Modern AI adoption is no longer only about innovation. It requires careful financial decision-making. Agentic AI tools depend heavily on processing tokens, the fundamental units used by large language models. These tokens are used in nearly every prompt, task or output, and as your AI systems become more complex, they consume more tokens. As these tools take on greater autonomy and manage intricate workflows, token usage and associated costs can rise quickly.
Although CIOs are already familiar with infrastructure and initial setup expenses, token-based billing represents a major shift from traditional IT models. Unlike legacy software with mostly fixed costs, agentic AI demands ongoing spending similar to electricity or cloud services. While third-party tools with built-in AI can simplify implementation, they also reduce visibility and control over costs. On the other hand, creating in-house tools may prove more efficient in the long run but requires larger upfront investment and stronger strategic oversight.

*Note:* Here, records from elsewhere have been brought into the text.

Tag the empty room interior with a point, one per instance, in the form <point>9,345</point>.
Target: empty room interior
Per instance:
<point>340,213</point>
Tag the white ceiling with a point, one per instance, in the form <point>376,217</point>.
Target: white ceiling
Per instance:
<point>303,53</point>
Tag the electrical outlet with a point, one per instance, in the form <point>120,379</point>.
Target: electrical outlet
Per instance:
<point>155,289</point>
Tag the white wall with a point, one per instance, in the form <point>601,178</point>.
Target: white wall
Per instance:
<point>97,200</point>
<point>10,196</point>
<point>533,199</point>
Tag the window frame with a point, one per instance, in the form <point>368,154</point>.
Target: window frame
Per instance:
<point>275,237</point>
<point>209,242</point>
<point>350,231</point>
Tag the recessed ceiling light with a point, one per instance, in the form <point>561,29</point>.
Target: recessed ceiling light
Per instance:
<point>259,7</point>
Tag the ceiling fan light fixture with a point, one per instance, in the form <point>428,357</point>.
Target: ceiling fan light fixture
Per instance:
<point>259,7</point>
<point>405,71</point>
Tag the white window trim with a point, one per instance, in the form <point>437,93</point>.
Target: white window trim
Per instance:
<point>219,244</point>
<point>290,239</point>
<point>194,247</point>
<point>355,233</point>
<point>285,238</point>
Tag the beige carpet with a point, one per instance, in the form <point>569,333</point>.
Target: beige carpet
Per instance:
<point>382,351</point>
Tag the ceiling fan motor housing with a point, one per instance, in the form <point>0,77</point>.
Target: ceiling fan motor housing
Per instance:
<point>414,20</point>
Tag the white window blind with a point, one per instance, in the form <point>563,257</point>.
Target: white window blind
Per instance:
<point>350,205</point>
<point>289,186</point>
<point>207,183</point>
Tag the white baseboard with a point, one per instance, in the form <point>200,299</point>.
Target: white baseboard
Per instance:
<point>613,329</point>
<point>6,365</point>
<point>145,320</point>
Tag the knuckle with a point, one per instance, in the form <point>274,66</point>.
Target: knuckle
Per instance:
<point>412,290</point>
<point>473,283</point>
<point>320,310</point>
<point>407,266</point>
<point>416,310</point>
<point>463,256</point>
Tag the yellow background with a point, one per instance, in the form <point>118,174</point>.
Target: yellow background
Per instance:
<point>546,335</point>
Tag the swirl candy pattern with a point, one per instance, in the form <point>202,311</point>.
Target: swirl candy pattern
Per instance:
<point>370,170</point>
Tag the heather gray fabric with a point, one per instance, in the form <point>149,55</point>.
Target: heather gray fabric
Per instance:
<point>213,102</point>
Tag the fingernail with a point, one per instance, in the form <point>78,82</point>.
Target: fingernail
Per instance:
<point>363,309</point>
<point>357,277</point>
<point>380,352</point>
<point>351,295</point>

A key challenge is keeping AI strategies flexible. The best path to scale varies depending on factors like the intended use, technology architecture and whether the organisation decides to buy, build or optimise delivery. Leaders must carefully measure the immediate and future impact of each decision to ensure AI delivers true returns, with a clear understanding of cost factors.
When managed well, agentic AI can dramatically boost enterprise productivity by enabling scalable digital workforces. However, these benefits will only appear if leaders maintain clear control of the core cost drivers, especially token consumption.